Normally at this time it is impossible to go into any shop without risking permanent injury from the sharp elbows of shoppers on the trail of a must-have present.
But any time recently I have ventured into any of Belfast's most popular retail outlets, not only was I able to walk around it in a relaxed manner, but also queues at the tills were mercifully short and swift moving.
My observations seem to be borne out by retail organisations which say that shoppers are keeping a tight hold on their purses with sales only slightly above last year's results which were terrible due to the fears of financial meltdown.
No doubt there will be exhortations for people to get out to the shops, with retailers complaining that they are about to go out of business with all the knock-on effect that will have for their staff and the economy in general.
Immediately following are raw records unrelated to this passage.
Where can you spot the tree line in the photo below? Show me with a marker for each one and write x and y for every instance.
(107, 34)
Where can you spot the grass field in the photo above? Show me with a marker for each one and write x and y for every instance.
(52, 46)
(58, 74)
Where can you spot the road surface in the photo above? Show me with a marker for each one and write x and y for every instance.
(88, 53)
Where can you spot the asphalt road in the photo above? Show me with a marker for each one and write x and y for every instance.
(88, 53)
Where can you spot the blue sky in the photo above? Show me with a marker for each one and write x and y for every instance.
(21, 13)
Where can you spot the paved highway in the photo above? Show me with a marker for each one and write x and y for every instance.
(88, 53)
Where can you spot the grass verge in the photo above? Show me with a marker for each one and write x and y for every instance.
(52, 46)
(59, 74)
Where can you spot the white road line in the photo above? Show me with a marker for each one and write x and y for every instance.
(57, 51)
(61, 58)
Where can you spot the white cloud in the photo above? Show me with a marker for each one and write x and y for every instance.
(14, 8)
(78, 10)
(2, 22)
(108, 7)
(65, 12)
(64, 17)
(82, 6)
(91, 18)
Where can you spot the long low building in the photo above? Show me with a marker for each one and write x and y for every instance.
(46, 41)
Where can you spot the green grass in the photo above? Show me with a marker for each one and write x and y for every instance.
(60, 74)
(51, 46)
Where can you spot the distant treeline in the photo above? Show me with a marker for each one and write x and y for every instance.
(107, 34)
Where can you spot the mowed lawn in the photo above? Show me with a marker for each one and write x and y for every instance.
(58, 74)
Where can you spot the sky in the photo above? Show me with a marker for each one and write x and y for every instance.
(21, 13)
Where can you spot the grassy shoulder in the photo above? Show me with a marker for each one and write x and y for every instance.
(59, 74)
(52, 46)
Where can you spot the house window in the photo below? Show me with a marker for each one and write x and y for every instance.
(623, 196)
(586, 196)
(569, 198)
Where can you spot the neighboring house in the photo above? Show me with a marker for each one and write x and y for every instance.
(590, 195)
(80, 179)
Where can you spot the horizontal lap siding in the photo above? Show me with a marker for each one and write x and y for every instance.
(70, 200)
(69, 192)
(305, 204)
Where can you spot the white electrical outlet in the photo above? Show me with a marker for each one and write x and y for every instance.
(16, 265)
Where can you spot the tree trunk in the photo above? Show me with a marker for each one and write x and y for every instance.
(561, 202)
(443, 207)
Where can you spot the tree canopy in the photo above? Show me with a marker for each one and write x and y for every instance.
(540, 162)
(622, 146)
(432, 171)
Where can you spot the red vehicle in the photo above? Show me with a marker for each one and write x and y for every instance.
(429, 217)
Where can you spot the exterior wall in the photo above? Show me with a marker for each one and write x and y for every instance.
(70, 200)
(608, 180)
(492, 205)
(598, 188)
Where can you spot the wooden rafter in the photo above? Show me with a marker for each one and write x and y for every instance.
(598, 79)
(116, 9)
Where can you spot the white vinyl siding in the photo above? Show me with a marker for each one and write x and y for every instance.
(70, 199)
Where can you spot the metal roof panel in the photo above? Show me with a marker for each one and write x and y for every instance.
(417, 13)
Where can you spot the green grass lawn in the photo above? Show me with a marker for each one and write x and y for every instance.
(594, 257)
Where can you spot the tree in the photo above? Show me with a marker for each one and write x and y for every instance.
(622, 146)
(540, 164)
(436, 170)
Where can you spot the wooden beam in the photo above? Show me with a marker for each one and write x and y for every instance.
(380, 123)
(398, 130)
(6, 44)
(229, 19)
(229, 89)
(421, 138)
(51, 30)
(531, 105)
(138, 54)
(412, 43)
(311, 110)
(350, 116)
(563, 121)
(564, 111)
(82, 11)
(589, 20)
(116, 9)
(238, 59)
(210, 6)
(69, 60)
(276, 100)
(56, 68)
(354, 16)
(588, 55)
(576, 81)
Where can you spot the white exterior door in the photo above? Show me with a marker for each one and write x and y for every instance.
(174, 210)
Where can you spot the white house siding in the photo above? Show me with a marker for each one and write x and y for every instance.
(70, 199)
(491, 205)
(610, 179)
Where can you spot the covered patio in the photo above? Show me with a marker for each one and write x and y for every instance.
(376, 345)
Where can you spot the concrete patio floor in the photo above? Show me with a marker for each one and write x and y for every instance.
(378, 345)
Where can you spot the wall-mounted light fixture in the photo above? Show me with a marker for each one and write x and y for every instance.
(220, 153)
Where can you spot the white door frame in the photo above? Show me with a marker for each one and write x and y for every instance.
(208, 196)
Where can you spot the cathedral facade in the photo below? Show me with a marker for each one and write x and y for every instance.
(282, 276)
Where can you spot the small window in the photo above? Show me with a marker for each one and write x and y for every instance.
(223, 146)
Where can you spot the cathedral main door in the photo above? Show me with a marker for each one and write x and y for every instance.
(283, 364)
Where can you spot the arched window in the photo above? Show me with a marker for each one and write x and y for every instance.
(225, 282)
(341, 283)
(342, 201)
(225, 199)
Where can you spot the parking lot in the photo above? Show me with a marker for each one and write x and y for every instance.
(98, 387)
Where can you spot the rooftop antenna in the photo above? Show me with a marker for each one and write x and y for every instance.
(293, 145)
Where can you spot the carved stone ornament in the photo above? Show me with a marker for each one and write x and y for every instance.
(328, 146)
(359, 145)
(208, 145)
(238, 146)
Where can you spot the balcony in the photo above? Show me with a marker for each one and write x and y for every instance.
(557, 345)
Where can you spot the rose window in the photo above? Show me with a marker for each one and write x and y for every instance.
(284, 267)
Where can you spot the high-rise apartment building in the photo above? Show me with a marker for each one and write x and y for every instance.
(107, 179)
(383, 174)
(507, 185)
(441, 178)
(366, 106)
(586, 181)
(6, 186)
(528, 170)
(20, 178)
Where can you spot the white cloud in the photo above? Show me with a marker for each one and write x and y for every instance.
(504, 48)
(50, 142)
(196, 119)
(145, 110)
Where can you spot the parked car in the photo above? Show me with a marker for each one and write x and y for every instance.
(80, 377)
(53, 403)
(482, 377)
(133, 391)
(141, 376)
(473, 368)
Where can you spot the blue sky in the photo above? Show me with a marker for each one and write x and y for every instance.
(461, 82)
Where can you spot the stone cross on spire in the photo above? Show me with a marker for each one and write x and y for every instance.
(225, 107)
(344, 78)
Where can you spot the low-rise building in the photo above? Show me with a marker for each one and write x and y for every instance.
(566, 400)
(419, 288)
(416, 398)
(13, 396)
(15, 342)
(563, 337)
Retailers do depend on the festive season for a large part of their annual income and a bad trading season could have serious implications for the future. Most at risk are the small independent traders who find themselves under pressure from the cost cutting multiples and internet traders who can offer goods at prices far below what is feasible for the family businesses.
While it will do no harm to spare a thought for local traders, there are other people that should remain in our thoughts at this time.
They are the families who have nothing to spend on luxuries — or even many of the essentials — this Christmas.
St Vincent de Paul and the Salvation Army have been running their annual appeal for several weeks now. Last year — thanks to the generosity of people from across the province — the two organisations were able to give out toys and other presents to almost 12,500 children from 5,000 families.
There is no reason to believe that the need will be any less this year. Indeed, all the indications are that it will be greater.
If your family is anything like mine, the amount spent on presents will be indecently large. Think of the price of any electronic game, the latest mobile phones or clothes and the bill just seems to keep on mounting.
But for some families such presents are far beyond their budgets. They have difficulty just meeting their day-to-day requirements without seeking out even small luxuries.
Imagine the feelings of those parents faced with the prospect of their children getting up early on Christmas morning, looking for the presents that Santa left, and finding nothing.
That prospect might seem far removed from the experiences of most of us, but we should remember that in today's uncertain economic climate, this time next year it could be any one of us without a job or a meaningful income.
If Christmas is about anything, it is about remembering exactly what Christianity is about — doing onto others what you would like done onto you.
The two charities — and plenty of community-based organisations — are depending on a little Christian spirit to help desperate families get through the festive season with a little cheer and a little dignity.
Surely it is not asking too much of any of us to lend a helping hand?